Com microfone em mãos e câmera fixa em seu rosto, Helena não suavizou o tom: “Você precisa, com urgência, ligar para alguém de confiança e buscar um lugar seguro. Não acredite no pedido de desculpas, porque quem agride, mata. Saia daí.”
O discurso, feito no último sábado, viralizou nas redes sociais e já ultrapassa 11 milhões de visualizações. A reação imediata foi de aplausos. “Deus me trouxe aqui para usar minutos que pregadores no Brasil gostariam de usar para salvar tua vida da morte”, acrescentou.
Contexto de violência
Os números reforçam a gravidade da mensagem. Em 2025, o Brasil registrou 1.470 feminicídios, recorde histórico segundo o Ministério da Justiça.
Em Santa Catarina, foram 52 mulheres assassinadas por razões de gênero. Quase um terço das sentenças criminais julgadas no estado entre janeiro e julho envolveu violência doméstica.
Voz dissonante
Helena, líder da Assembleia de Deus Vida na Palavra, no Rio de Janeiro, e fundadora do Ministério Pastoras do Brasil, afirmou que muitas vítimas são aconselhadas dentro das próprias igrejas a não denunciar os agressores. “O que eu estou dizendo aqui é um saber empírico.
Não há pesquisa, não há dado. Mas eu tenho 47 anos e nasci num lar cristão”, justificou.
Palco conservador
O Congresso dos Gideões, que reuniu mais de 200 mil pessoas neste ano, é tradicionalmente marcado por discursos de líderes religiosos e políticos conservadores. Já recebeu Jair Bolsonaro e, em 2026, contou com a presença do deputado Marco Feliciano.
No entanto, foi a fala de Helena que rompeu o protocolo. “Pare de orar por ele hoje”, insistiu, em um recado que confronta práticas arraigadas no meio evangélico e expõe a urgência de enfrentar a violência contra mulheres.
Quem é a pastora Helena Raquel
Helena Raquel, 47 anos, é uma das principais vozes femininas da Assembleia de Deus no Brasil.
Natural do Rio de Janeiro, ela lidera a Assembleia de Deus Vida na Palavra (ADVIP), em Queimados (RJ), e se consolidou como pregadora de alcance nacional. Casada com o pastor Eleomar Dionel, é mãe de Maria Clara.

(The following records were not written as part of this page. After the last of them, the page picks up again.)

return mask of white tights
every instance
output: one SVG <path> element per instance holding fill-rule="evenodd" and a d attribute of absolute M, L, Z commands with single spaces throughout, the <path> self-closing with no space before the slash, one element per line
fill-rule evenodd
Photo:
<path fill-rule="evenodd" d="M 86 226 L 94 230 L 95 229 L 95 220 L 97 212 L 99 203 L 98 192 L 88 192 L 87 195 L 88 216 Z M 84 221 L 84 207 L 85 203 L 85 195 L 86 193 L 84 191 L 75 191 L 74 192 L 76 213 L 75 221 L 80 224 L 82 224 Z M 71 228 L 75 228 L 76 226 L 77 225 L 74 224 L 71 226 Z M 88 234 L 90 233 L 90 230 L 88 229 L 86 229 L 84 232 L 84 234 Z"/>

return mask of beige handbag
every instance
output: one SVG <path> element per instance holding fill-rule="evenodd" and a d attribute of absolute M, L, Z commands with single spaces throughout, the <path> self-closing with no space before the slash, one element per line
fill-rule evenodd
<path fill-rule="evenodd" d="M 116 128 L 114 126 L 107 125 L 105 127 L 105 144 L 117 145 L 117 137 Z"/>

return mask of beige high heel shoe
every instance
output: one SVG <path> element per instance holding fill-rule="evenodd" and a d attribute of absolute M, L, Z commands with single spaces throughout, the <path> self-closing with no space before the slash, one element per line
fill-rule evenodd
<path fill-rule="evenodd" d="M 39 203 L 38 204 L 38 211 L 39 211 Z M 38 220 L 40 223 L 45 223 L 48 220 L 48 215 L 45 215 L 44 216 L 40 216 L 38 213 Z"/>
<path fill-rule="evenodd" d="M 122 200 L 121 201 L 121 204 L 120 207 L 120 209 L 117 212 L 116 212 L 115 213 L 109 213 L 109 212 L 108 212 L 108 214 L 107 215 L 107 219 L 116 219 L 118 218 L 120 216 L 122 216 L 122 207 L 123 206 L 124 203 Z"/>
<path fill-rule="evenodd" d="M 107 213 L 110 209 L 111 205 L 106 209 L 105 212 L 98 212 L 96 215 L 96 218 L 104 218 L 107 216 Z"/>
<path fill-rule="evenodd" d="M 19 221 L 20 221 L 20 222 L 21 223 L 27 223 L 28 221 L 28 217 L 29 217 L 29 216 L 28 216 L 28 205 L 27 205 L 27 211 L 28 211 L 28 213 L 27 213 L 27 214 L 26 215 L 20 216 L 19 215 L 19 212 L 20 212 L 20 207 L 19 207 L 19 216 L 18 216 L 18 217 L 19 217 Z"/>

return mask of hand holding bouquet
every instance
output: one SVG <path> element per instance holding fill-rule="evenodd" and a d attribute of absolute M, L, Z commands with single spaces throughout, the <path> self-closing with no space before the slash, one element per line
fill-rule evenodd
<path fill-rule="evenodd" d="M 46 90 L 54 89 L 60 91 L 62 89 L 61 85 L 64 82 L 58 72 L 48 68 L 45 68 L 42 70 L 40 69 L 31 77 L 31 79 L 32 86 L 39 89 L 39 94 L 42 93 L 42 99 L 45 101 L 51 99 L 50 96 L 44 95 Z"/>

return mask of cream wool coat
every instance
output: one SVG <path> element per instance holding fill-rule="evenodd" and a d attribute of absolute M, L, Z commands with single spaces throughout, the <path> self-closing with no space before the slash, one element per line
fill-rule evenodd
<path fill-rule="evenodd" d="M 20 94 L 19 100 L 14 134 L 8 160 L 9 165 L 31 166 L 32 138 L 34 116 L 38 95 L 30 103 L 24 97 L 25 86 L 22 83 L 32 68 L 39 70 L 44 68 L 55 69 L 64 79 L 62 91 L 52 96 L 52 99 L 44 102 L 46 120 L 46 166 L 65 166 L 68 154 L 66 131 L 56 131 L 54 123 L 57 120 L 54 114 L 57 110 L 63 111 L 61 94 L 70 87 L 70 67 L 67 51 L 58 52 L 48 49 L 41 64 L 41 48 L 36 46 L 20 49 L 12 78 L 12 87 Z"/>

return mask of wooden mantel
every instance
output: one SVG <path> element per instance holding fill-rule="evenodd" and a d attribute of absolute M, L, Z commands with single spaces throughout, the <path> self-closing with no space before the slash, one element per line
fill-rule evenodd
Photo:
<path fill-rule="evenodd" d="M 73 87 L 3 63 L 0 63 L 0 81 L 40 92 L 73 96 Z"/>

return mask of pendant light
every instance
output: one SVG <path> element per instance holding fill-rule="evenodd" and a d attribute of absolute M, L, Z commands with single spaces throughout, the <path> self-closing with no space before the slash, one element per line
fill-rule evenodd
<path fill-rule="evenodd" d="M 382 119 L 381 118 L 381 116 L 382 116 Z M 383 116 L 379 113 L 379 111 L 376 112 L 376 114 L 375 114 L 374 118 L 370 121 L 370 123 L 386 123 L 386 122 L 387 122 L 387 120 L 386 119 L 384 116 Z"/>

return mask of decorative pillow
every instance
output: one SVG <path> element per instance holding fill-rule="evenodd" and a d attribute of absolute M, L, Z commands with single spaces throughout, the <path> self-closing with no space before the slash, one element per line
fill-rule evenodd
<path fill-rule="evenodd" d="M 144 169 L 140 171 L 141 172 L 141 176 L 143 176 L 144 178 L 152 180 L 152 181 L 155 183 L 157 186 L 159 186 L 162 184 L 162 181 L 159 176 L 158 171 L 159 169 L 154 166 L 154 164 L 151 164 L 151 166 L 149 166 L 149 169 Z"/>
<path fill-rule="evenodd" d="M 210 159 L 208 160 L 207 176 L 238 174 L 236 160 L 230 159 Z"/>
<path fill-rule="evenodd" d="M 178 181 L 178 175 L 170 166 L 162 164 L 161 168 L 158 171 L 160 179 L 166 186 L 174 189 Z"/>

A trajetória da pastora ganhou projeção em 2012, quando participou pela primeira vez do Congresso dos Gideões Missionários da Última Hora, em Camboriú (SC), com a pregação “Cuidado com o seu lenço”.
A pregação foi baseada no capítulo 38 do livro de Gênesis e abordou a história de Judá e Tamar. O sermão destacou temas como vigilância espiritual, santidade e o papel das mulheres na obra de Deus.
Desde então, tornou-se presença recorrente no evento, considerado o maior encontro evangélico do país, que reúne mais de 200 mil fiéis. Em 2026, sua mensagem “Quebrando o silêncio” chamou atenção ao abordar temas como feminicídio, violência doméstica e abuso sexual.
Além da atuação nos Gideões, Helena Raquel é autora de livros cristãos voltados especialmente para mulheres, alguns entre os mais vendidos do segmento. Também idealizou o Ministério Pastoras do Brasil, iniciativa que busca fortalecer a liderança feminina no meio evangélico.
Nas redes sociais, soma mais de 1,7 milhão de seguidores, com vídeos de pregações que frequentemente viralizam.
Com mais de três décadas de ministério, Helena Raquel se consolidou como referência entre pregadoras pentecostais. Sua atuação combina liderança pastoral, produção literária e presença em grandes eventos, o que a coloca entre os nomes mais influentes da cena evangélica brasileira.